Researchers found no significant differences in the composite rate of severe complications, sudden cardiac death, or resuscitation at 2 years between patients whose devices were and were not tested (1.72% versus 1.02%), according to Michele Brignole, MD, from Ospedali del Tigullio in Lavagna, Italy, and colleagues.

All-cause mortality at two years was also similar between the two groups, they reported online in the Journal of the American College of Cardiology.

The authors concluded that defibrillation threshold testing has limited clinical relevance and that their results support eliminating the practice.

"The prevailing rationale for the routine evaluation of defibrillation thresholds has been to ensure appropriate sensing of ventricular fibrillation, system integrity, and effective defibrillation," wrote N.A. Mark Estes III, MD, from Tufts University School of Medicine in Boston, in an accompanying commentary.

Unlike older ICD technology, the newer devices "have considerably lowered the incidence of elevated defibrillation thresholds," and many physicians have abandoned the practice of testing altogether, Estes said.

There are also medico-legal considerations concerning threshold testing since it reflects a "historical standard of care," he wrote.

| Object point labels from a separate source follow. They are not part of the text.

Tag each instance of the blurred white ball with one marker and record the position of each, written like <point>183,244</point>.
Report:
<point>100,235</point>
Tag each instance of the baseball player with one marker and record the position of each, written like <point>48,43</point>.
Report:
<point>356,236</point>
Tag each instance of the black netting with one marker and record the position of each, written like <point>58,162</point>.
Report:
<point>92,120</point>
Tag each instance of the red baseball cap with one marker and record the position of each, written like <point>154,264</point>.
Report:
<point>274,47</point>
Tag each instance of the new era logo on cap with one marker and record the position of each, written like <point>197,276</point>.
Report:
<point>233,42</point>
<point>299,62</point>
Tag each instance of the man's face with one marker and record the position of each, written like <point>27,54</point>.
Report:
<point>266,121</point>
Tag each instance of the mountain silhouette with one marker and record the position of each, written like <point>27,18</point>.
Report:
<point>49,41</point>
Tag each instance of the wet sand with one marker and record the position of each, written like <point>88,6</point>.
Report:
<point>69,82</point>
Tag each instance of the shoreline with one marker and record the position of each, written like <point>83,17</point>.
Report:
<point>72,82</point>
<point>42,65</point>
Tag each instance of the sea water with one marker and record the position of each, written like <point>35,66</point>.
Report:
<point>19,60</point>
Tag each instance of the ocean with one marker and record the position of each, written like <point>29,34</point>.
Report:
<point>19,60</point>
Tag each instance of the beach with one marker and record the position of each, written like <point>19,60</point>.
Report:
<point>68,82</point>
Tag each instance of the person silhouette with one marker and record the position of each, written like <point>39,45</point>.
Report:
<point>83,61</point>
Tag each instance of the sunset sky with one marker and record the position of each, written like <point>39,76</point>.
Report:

But until prospective randomized trials are conducted, the evidence for or against threshold testing will not be definitive, Estes explained.

Results of the SIMPLE (Shockless Implant Evaluation) trial, which randomized 2,500 patients to defibrillation threshold testing or no testing, should be available in a year, giving the field more conclusive evidence, he concluded.

For the current study, Brignole and colleagues enrolled 2,120 consecutive patients from 41 centers in Italy (836 patients underwent testing, while 1,284 did not). Threshold testing was performed at the discretion of the each center's standard practice and the frequency of testing varied considerably, ranging from 0% to 100% per center.

The average age of patients was 66 and about 80% were men. 

The primary combined endpoint of severe complications during implant, sudden death, or resuscitation occurred in 18 and 16 patients in the tested and untested groups, respectively, after two years of follow-up. The difference between the two groups was negligible.

They concluded that this large, real-world study shows comparable outcomes between tested and non-tested ICDs.